Die sich im Laufe folgender Jahre  immer weiter entwickelten gesellschaftlichen Normen führten zu einer starken Liberalisierung und Enttabuisierung der sexuellen Sphäre, die sogar in einer Reform des Sexualstrafrechts  Ausdruck gefunden hat: Streichung des  Paragraphen 175 StGB / Bestrafung von Homosexualität, (in der DDR eigentlich schon 1957 ausgesetzt, um dann 1994 im Zuge der Wiedervereinigung der beiden deutschen Staaten und der Zusammenführung ihrer Rechtssysteme endgültig aus dem Strafgesetzbuch gestrichen zu werden).

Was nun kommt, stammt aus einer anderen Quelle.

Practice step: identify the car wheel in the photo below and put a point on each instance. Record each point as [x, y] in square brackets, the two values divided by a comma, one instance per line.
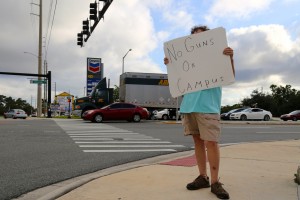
[98, 118]
[136, 118]
[266, 118]
[243, 117]
[165, 117]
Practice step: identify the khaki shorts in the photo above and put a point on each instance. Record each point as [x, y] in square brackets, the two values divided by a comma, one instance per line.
[207, 125]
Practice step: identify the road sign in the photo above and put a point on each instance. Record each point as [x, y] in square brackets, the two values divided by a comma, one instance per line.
[38, 81]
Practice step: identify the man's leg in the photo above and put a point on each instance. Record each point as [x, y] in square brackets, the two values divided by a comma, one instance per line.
[200, 154]
[213, 154]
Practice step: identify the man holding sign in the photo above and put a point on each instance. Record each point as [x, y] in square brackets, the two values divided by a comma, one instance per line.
[192, 74]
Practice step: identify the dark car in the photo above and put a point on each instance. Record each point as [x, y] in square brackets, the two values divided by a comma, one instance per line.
[117, 111]
[226, 116]
[295, 115]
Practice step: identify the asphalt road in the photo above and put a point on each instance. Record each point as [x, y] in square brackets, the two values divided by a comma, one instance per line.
[39, 152]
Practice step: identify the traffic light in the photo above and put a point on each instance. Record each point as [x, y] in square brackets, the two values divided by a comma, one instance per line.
[93, 11]
[85, 27]
[80, 39]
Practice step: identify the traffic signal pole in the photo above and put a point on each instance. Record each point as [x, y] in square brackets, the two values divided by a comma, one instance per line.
[39, 89]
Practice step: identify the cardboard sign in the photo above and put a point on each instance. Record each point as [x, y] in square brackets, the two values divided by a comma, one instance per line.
[197, 62]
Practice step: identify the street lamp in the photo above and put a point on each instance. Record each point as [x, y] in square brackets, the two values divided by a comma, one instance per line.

In den 1960-er und 1970-er Jahren taten die sexual-Aufklärer der Nation ihr Bestes. So beispielsweise  Oswalt Kolle mit seinen Aufklärungsserien, Büchern und insbesondere mit seinen Aufklärungsfilmen oder  Beate Uhse, die von anfänglichem „Versandhaus Beate Uhse“, wo Kondome und Bücher zum Thema „Ehehygiene“ angeboten wurden bis zum ersten Sexshop der Welt schaffte.
Dann die Zeitschrift BRAVO, die  ursprünglich aktuelle Informationen über Stars aus Musik, Fernsehen behandelte, um dann ab 1969 mit „Dr. Sommer“ und seinem Team ihr Repertoire mit Beantwortung der Fragen von Jugendlichen zur Sexualität zu ergänzen. Viele heutige Erwachsene sollen ihre sexuelle Aufklärung fast vollständig den Artikeln des Dr. Sommer zu verdanken haben. Seit 2013 betreibe die Zeitschrift auch Beziehungs-und Sexualberatung.   

Quelle: Wikipedia
Die tatsächliche Gleichberechtigung von Frauen und Männern verpflichtet Verantwortliche, bei allen Vorhaben die unterschiedlichen Interessen und Bedürfnissen von Frauen und Männern zu analysieren und ihre Entscheidungen so zu gestalten, dass sie tatsächlich zur Gleichstellung UND ihrer Akzeptanz beitragen.
Das beginnt beim Thema Sexualität schon in den Schulen.
So wird an zahlreichen Schulen im Sexualkundeunterricht die Vielfalt sexueller Orientierung und das Recht auf selbstbestimmte geschlechtliche Identität behandelt. Netzwerke wie das Netzwerk LSBTTIQ (lesbische, schwul, bisexuell, transsexuell, transgender, intersexuell, queer) geht mit dem Ziel einer gleichberechtigten Repräsentanz der Geschlechter und Anerkennung einher.

Quelle: Wikipedia
Dokumentationen sollen Jugendlichen  in Sache Sex UND Liebe beistehen.
Sehr bekannt in diesem Zusammenhang wurde die Dokumentation „Make Love - Liebe machen kann man lernen“, der Sexologin und Paartherapeutin Ann-Marlene Henning. Sie trifft  sich in ihren Sendungen nicht nur mit Kindern und Jugendlichen, sondern auch mit Paaren zwischen 20 und 100. Je nach Altersstufen werden dann entweder explizite Sex-Gespräche (ein Penis-Vulva-Projekt) geführt - denn je besser die Aufklärung, desto später „das erste Mal“ so die  Sexologin - oder über Beziehungs-und Sexleben von Paaren  diskutiert.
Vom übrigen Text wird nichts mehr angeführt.